PARIS: The French government is considering lowering taxes on electricity in order to stabilise household power bills, two sources familiar with the situation told Reuters on Thursday.
The government had said this week that it would prevent state-controlled utility EDF’s regulated power prices from rising this winter, but the firm’s competitors immediately said they would challenge that decision in court. Earlier government attempts at freezing prices have been overruled.
Household power prices are set by independent energy regulator CRE in a complex formula that includes the price of power generation, transport and distribution.
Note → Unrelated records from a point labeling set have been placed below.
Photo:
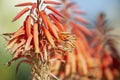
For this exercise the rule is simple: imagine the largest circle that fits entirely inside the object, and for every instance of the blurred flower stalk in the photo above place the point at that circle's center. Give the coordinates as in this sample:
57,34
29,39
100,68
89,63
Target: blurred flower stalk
40,41
56,44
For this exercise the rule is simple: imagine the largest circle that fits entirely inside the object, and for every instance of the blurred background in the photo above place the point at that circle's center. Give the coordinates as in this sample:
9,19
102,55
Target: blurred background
92,8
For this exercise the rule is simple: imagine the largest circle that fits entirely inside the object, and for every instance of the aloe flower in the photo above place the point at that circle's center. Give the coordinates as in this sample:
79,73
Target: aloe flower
104,51
77,62
41,40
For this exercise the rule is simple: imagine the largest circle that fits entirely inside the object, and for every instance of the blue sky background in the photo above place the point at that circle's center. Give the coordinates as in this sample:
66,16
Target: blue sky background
93,7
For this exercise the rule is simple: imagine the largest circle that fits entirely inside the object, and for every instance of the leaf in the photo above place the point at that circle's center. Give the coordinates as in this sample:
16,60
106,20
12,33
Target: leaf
20,14
24,4
36,38
52,2
54,10
49,37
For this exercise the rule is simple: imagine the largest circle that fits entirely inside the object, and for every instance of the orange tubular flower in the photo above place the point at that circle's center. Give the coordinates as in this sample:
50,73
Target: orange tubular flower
77,62
104,51
39,39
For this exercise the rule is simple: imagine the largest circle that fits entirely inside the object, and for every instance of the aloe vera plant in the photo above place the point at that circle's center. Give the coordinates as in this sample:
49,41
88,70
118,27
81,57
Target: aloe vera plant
39,39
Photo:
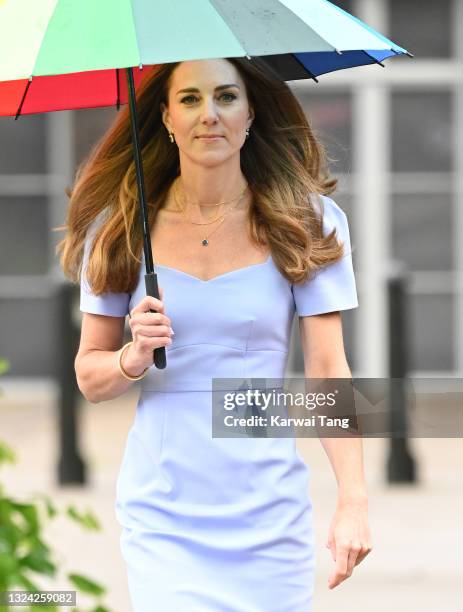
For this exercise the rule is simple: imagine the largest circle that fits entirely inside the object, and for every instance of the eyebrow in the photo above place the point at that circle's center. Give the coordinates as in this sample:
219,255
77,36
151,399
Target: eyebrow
196,90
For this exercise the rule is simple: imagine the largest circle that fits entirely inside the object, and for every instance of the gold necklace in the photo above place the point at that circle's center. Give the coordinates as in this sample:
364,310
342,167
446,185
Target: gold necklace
205,240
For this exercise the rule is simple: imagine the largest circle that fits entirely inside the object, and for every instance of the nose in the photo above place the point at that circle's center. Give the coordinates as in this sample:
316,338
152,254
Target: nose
208,110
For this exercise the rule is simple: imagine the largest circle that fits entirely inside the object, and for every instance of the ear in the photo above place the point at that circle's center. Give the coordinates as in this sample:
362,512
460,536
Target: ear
165,115
251,116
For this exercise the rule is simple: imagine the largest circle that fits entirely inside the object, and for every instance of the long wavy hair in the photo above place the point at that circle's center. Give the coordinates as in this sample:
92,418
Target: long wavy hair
283,162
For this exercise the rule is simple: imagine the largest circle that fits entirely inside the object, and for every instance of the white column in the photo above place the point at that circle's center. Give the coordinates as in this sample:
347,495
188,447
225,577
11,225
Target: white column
371,145
60,163
458,193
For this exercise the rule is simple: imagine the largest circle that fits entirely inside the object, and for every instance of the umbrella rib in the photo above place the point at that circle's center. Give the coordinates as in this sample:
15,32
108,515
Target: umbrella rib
374,59
118,102
23,98
309,72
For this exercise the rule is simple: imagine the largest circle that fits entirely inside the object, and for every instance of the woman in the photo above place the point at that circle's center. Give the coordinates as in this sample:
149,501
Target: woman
244,235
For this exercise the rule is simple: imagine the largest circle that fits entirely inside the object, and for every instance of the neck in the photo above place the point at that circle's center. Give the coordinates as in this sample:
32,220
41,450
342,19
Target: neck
202,186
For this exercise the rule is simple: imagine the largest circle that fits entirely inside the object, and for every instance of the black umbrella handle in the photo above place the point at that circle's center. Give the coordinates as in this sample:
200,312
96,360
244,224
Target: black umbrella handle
151,283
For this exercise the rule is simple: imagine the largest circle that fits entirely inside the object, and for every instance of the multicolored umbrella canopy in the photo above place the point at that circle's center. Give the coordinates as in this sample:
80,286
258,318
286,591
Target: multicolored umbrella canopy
67,54
70,54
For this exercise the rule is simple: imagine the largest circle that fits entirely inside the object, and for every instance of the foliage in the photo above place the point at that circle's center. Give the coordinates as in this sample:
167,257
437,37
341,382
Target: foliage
24,554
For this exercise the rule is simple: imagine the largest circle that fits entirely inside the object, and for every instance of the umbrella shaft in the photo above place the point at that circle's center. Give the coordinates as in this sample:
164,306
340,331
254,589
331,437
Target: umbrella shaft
139,173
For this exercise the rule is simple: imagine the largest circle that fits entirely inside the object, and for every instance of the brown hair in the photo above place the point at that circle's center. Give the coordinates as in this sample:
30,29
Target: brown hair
282,161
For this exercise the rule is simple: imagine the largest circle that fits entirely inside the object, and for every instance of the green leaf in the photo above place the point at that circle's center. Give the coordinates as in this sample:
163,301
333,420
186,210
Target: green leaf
87,520
7,454
23,581
86,585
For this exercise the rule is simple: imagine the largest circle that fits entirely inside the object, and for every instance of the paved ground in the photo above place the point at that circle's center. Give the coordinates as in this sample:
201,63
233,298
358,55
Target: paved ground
416,564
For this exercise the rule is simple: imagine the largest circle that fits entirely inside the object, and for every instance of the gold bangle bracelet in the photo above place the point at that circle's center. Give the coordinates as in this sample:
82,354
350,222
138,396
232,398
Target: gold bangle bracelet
123,372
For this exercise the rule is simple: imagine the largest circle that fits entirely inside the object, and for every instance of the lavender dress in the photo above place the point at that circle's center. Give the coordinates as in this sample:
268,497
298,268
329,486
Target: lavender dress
219,524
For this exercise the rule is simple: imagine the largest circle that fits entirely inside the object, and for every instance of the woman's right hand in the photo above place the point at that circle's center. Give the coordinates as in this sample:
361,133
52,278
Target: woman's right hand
150,330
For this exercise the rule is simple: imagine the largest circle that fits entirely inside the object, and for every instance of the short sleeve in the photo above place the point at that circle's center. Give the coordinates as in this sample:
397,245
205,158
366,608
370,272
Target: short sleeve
333,287
111,304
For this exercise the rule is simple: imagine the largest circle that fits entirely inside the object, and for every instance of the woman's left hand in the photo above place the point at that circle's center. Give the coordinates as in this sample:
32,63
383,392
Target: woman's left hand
349,538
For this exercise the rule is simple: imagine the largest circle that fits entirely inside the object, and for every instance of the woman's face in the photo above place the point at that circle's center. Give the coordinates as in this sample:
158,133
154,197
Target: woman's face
208,108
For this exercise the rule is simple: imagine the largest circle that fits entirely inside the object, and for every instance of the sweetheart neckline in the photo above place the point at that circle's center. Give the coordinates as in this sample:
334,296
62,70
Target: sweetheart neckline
218,276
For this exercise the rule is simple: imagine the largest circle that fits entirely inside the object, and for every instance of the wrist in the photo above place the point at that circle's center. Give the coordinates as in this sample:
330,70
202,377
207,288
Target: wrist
130,366
353,496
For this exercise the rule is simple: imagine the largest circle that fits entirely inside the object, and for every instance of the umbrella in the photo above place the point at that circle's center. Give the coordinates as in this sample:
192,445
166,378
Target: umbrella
69,54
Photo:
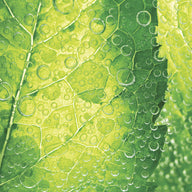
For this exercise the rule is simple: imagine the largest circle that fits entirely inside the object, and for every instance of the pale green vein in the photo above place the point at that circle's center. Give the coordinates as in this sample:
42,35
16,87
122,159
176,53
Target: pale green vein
21,82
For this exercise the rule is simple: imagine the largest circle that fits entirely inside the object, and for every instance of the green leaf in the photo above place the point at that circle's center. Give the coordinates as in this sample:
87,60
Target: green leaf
174,172
81,86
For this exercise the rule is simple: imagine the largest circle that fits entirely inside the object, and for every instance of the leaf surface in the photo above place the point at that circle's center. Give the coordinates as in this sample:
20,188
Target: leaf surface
81,87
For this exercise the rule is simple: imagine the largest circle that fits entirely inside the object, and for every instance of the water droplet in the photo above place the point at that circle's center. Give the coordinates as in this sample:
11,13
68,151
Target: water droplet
116,39
3,45
97,26
145,174
126,50
43,72
65,7
18,37
130,154
110,20
125,77
157,58
108,109
143,18
153,145
44,29
154,110
26,106
29,19
70,62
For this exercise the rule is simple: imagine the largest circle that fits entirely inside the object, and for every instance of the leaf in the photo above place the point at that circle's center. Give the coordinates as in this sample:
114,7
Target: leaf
81,87
174,172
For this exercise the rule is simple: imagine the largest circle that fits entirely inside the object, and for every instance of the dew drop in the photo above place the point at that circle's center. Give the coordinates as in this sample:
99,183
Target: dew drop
153,145
126,50
5,91
125,77
143,18
43,72
29,19
97,26
70,62
26,106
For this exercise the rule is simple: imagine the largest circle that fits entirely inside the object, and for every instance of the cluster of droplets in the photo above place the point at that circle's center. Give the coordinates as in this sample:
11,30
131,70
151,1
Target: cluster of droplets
91,94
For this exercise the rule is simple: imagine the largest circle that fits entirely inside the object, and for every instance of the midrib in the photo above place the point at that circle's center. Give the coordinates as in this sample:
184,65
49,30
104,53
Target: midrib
11,120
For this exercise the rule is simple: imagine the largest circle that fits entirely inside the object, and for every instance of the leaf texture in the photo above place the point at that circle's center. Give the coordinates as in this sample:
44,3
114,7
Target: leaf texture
82,85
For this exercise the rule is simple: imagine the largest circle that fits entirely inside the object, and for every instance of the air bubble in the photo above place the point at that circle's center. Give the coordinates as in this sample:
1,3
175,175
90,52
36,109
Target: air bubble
108,109
153,145
110,20
116,39
43,72
126,50
156,56
143,18
3,45
145,174
125,77
29,19
5,91
97,26
26,106
154,110
18,37
70,62
130,154
44,29
64,7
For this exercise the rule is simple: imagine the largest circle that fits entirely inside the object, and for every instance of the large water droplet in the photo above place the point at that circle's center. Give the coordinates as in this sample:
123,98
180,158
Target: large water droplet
143,18
5,91
125,77
97,26
26,106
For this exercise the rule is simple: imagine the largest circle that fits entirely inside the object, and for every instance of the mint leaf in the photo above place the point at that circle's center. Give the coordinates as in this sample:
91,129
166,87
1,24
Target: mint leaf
81,87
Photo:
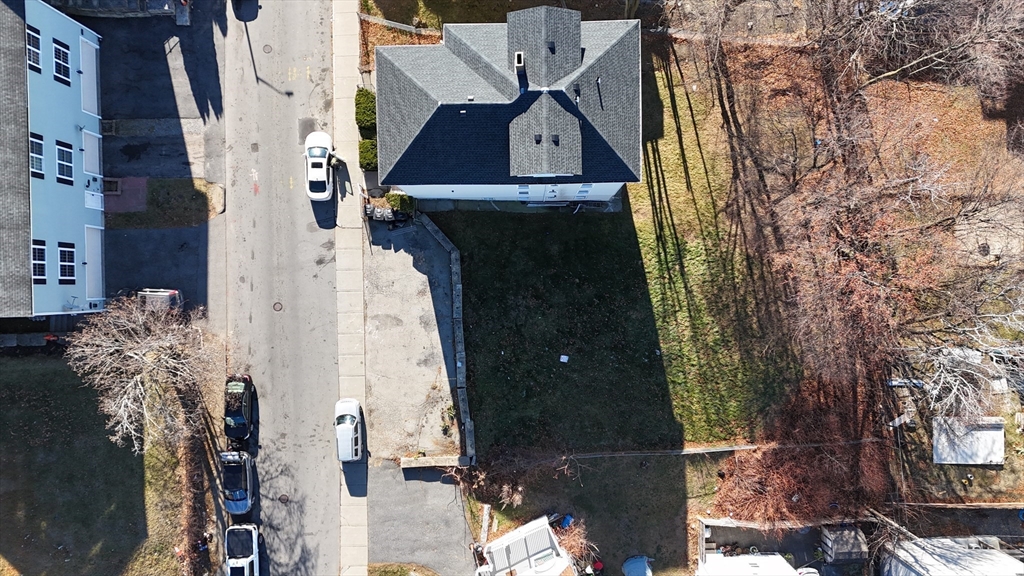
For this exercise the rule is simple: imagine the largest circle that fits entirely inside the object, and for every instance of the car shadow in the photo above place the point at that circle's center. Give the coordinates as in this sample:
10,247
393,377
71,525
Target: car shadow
246,10
343,180
252,443
355,472
355,478
326,212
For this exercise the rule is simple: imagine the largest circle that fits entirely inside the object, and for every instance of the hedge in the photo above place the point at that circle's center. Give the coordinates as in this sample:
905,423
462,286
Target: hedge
368,155
366,113
399,201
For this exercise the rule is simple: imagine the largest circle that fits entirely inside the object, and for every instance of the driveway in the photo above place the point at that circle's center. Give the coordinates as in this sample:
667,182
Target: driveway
416,516
409,343
159,258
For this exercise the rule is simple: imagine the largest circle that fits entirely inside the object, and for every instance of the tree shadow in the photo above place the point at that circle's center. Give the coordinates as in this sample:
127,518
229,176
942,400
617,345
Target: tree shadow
409,310
717,288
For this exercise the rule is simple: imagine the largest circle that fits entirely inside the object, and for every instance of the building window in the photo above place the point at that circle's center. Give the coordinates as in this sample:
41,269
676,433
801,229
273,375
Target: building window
39,261
66,164
36,155
61,63
67,253
32,48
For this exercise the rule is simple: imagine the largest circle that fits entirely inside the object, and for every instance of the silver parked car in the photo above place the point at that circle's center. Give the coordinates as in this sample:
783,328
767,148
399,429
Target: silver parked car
347,429
317,155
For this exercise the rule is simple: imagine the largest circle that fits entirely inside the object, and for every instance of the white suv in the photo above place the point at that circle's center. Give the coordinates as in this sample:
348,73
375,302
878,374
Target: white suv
242,548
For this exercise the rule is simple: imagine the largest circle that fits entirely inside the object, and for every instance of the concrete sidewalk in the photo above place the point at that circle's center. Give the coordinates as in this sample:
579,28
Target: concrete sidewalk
348,244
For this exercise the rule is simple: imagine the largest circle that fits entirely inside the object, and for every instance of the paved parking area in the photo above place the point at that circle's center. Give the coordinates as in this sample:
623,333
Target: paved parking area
409,348
415,516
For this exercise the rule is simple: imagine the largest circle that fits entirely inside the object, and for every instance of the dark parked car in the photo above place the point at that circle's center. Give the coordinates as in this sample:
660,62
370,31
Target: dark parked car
242,543
237,476
239,407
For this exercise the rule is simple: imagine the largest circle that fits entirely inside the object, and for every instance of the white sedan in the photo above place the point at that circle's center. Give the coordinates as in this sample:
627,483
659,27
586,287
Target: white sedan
346,427
317,155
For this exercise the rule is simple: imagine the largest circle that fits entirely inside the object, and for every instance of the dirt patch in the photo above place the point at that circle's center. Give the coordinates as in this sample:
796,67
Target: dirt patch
173,203
373,35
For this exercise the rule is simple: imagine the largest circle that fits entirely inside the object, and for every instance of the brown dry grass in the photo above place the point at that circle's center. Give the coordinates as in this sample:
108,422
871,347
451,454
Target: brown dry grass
373,35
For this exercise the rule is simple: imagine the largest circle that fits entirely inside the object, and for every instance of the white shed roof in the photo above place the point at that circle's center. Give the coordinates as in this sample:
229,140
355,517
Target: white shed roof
982,443
745,565
941,557
530,549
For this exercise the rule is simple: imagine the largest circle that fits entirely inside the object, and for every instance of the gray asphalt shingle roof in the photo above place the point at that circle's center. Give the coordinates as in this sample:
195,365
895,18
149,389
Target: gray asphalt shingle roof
582,84
15,216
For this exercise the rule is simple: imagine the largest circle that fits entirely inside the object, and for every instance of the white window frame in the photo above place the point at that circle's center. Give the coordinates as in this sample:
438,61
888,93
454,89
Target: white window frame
70,164
61,64
99,154
41,157
35,64
39,245
65,252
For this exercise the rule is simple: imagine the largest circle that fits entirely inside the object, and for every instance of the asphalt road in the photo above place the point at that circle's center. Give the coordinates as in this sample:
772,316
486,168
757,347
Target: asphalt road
281,273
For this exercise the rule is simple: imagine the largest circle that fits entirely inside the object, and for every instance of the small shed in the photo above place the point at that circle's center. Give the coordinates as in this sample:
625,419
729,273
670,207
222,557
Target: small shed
979,444
844,543
745,565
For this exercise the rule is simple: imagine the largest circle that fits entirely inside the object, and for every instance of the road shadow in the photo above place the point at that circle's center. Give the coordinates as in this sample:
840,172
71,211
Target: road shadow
280,518
162,103
246,10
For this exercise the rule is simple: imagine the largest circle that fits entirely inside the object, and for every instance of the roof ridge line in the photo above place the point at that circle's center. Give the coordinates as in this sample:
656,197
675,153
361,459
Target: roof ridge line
462,42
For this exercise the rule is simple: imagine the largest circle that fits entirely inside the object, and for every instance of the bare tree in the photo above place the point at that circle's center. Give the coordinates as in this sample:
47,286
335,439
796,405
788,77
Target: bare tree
978,42
147,367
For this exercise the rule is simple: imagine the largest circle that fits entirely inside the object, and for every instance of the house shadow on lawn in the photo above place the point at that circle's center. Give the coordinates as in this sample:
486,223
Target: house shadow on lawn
537,288
73,502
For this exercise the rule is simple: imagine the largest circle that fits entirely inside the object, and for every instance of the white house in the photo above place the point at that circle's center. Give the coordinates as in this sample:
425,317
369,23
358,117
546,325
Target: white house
530,549
51,202
545,108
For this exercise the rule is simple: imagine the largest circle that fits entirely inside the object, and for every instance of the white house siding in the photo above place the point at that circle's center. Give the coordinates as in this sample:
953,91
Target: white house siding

A third part of the retail price is made up of taxes.
“What is being discussed is that the share of taxes in the power price could be reduced in order to compensate for an increase in the generation cost, which on balance would keep prices stable,” said one of the two sources.
Meanwhile, Paris police and store owners are bracing themselves for new violence at protests Saturday, despite President Emmanuel Macron’s surrender over a fuel tax hike that unleashed weeks of unrest.
Police, unions, and local authorities are holding emergency meetings Thursday to strategize — while disparate groups of protesters are sharing plans on social networks and chat groups.
After the worst rioting in Paris in decades last weekend, many shops and restaurants in the center of the capital are expected to shut down Saturday, fearing a repeat of the violence.
Macron on Wednesday agreed to abandon the fuel tax hike, but protesters’ demands have now expanded to other issues.
Protesting students are disrupting schools and universities Thursday, and drivers are still blocking roads around France, now demanding broader tax cuts and government aid.